汚職の常態化。

 時々、メディアを賑わせる公務員の不祥事は後を絶たない。人事院の発表によると、令和元年の国家公務員の懲戒処分者数は296で、種類別の処分をみると、免職26人、停職74人、減給131人、戒告65人だった。
 同年の総務省の発表によると、懲戒処分を受けた地方公務員は4244人を数えた。主な行為別の内訳は、「一般服務違反等関係」 1903人 、「交通事故・交通法規違反」 945人、「公務外非行関係」705人、「監督責任」485人で、処分の内訳は「免職」494人 、「停職」 829人、「減給」1354人 、「戒告」 1567人であった。
 役人の不祥事は増加している訳ではないが、これらの数値は氷山の一角であるのは言うまでもない。贈収賄に相当する接待や贈答は密室で行われる犯罪で、手口も巧妙化しており、発覚する事例は少ない。
 相次ぐ政治家、公務員、企業の汚職・腐敗事件に対して、また公共事業の談合や道路工事は年がら年中で、厳しい批判がある。昔から政官財の癒着・腐敗を断ち切り、国民・住民に信頼される清潔な政治と行政、これを支える公平中立で透明性の高い公務員の在り方が求められている。
 政官財の癒着は東日本大震災復興、オリンピック大会、2025年日本国際博覧会などが典型だが、また省庁別の族議員や「原子力ムラ」「土地改良ムラ」「ITムラ」「感染症ムラ」など利権集団を形成する。
 このように汚職は常態化している。
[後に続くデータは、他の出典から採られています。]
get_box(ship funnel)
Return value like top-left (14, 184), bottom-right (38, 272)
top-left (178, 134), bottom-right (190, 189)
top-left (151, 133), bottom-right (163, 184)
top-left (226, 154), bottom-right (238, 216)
また地方公務員の恣意的な仕事や不公平な行政は住民の信頼を裏切り、役人と聞くとたいていの人は顔を歪めるか、口を閉ざすことから地域を歪曲していることが窺える。
 国家公務員に対する国民の信頼感の欠如は深刻である。各省庁が新しい政策を打ち出しても、その動機は政治家や官僚や企業の利益擁護のためではないかとの疑いの目を向けられる。こうした状況は政府の計画や新しい事業の達成を困難にするだけではなく、必要な行政の業務を妨げ、国の発展や国民の不利益となる。
 また適正で通常のサービスを受けるため、賄賂や接待が必要となれば、公共政策に関わる決定を歪め、公金を腐敗に転用する結果を招く。そうなると、役人は臨時所得を得ようとして住民や企業を食い物にして自分の地位を乱用する。
 元来、省庁も役所も無駄が多く、時代にマッチしない点も多々ある。公共事業、工事、備品の購入など自分の財布から費用を捻出する訳ではなく、固定した業者から高額な価格で購入する。すべてがそうでないとしても、公金の40%ほどは節約できるという見方もできる。
 むろん、汚職を防止する努力は行われてきた。不祥事発生の原因は特定の人に権限が集中し、チェックする体制がなかったという状況や、業務が特定の人にすべて頼って行われていた常態が必ずある。予防対策としてそういった状況を作らないことが基本中の基本である。
 世界の多くの国で役人の収賄行為は犯罪とされ、刑罰を科される。わが国では収賄で有罪になった公務員はほとんどが執行猶予付きの判決で、政治家や役人に対する風当たりが強くなった今でも、執行猶予率は80%以上を保っている。実刑になった事実だけでも、相当に悪質な事件とみなされるが、予防対策として重刑に処するのも一考である。